Из окна второго этажа спустилась на бечевке плетеная корзина. Синьор почтальон опустил в нее конверт, щелкнул пальцами, как фокусник, и старуха в окне, быстро-быстро перебирая сухими лапками, втянула корзинку наверх. После чего минуты две они переговаривались хрипловато-старческими и такими родственными голосами, что мне тотчас захотелось сочинить историю их любви и расставания и неизбежной опять встречи и долгой, долгой безнадежной любви… Но сеттер уже выбежал из переулка на солнечный пятачок площади размером с большой обеденный стол, где в дощатой будке затрапезного киоска сувениров седовласый продавец с гордым профилем герцога Лодовико Сфорца усердно выдувал из трубочки радужную стайку мыльных пузырей. Надо полагать, он занимался этим уже минут пять, так как вся будка была объята густым роем влажных зеркальных пузырей, и в каждом отражались небо, горы, синьор почтальон и даже старый сеттер, немедленно занявший законное место у правой ноги хозяина…

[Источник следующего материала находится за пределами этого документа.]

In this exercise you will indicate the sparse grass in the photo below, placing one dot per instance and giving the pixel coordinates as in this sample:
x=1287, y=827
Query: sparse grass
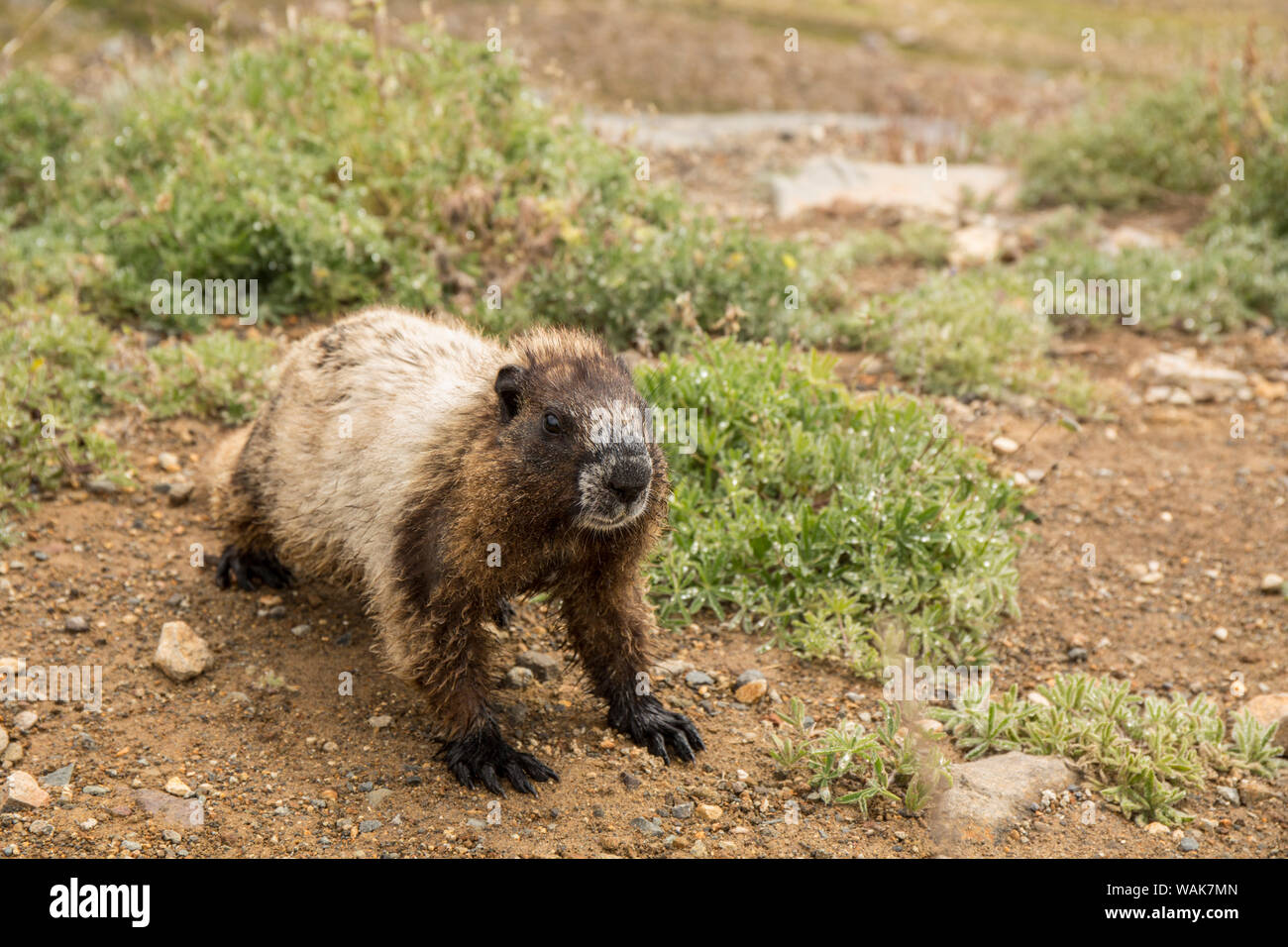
x=55, y=381
x=217, y=375
x=913, y=241
x=828, y=519
x=853, y=766
x=460, y=182
x=1142, y=754
x=60, y=372
x=1159, y=145
x=38, y=123
x=974, y=334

Обедали в ресторане у самой воды. Сидели на деревянной террасе, то и дело задирая головы к головокружительным вершинам серовато-бежевых, слоистых, с темно-зеленой курчавой порослью, вдвинутых в небо скал.

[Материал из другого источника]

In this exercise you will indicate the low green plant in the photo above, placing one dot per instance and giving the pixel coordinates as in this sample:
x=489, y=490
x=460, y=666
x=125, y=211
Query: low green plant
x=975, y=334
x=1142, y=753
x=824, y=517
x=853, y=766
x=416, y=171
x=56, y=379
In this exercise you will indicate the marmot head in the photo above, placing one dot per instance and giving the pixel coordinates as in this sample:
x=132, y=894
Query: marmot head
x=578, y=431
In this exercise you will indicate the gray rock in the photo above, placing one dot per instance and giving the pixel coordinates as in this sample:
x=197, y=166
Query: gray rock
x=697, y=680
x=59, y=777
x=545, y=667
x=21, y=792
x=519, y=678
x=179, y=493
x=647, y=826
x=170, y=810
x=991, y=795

Рядом, на носу захудалого суденышка, меланхолично удил рыбу то ли боцман, то ли капитан. Был он живописен: седая щетка усов, седая щетка волос надо лбом, форменная голубая рубашка, драная на спине, и – изрядное количество золотых браслетов на обоих запястьях, неожиданных при остальном простецком прикиде.

Удочкой ему служила какая-то короткая палка. Боря утверждал, что это палочка со стола китайского ресторана, я склонялась к тому, что это жезл экскурсовода, на который они обычно собирают туристов, привязывая яркую тряпку на острие. На удочке болтался обрывок красной тряпки.

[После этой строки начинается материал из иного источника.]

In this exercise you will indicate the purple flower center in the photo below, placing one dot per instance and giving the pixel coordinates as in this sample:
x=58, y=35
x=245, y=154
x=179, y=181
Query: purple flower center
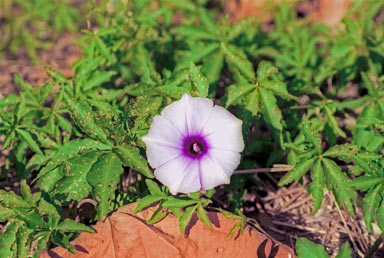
x=195, y=146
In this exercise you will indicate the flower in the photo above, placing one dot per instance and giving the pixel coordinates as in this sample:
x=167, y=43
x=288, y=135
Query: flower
x=194, y=144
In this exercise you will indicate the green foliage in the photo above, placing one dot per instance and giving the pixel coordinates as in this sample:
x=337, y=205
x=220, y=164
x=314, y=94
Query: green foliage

Капитану не везло. Он удил на мякиш, размоченный в воде. Осторожно уминая, насаживал его на трехрожковый крючок, свешивал леску с борта, и, судя по разочарованной легкости, с которой вытаскивал леску, рыбка всегда срывалась.

– Помнишь, – сказала я, – лет двадцать назад в Коктебеле наша соседка, симпатичная такая, киевлянка, рассказывала, как в шестидесятых оказалась в Париже с группой каких-то советских чиновников.

– Это когда экскурсоводом к ним приставили старого одесского боцмана? Деталей не помню…

– Ну, он бежал из Советской России годах в двадцатых, чуть ли не с последним кораблем. И с этой своей наглой портовой рожей созывал туристов в Лувре в боцманский свисток – носил его на шее, на красной ленточке…

Боря оживился и стал вспоминать, как в юности, в Симферополе, однажды в дождь попал на пароход, разговорился с боцманом и был приглашен на кулеш. Тот как раз и готовил это вожделенное блюдо, приговаривая, что такому кулешу, как он варит, даже его бабушка позавидовала бы. И часа два они сидели в машинном отделении за душевной беседой: перед ними сверху с какого-то рычага свисало что-то на суровой нитке, и время от времени боцман опускал это что-то секунд на десять в кипящую в кастрюльке воду.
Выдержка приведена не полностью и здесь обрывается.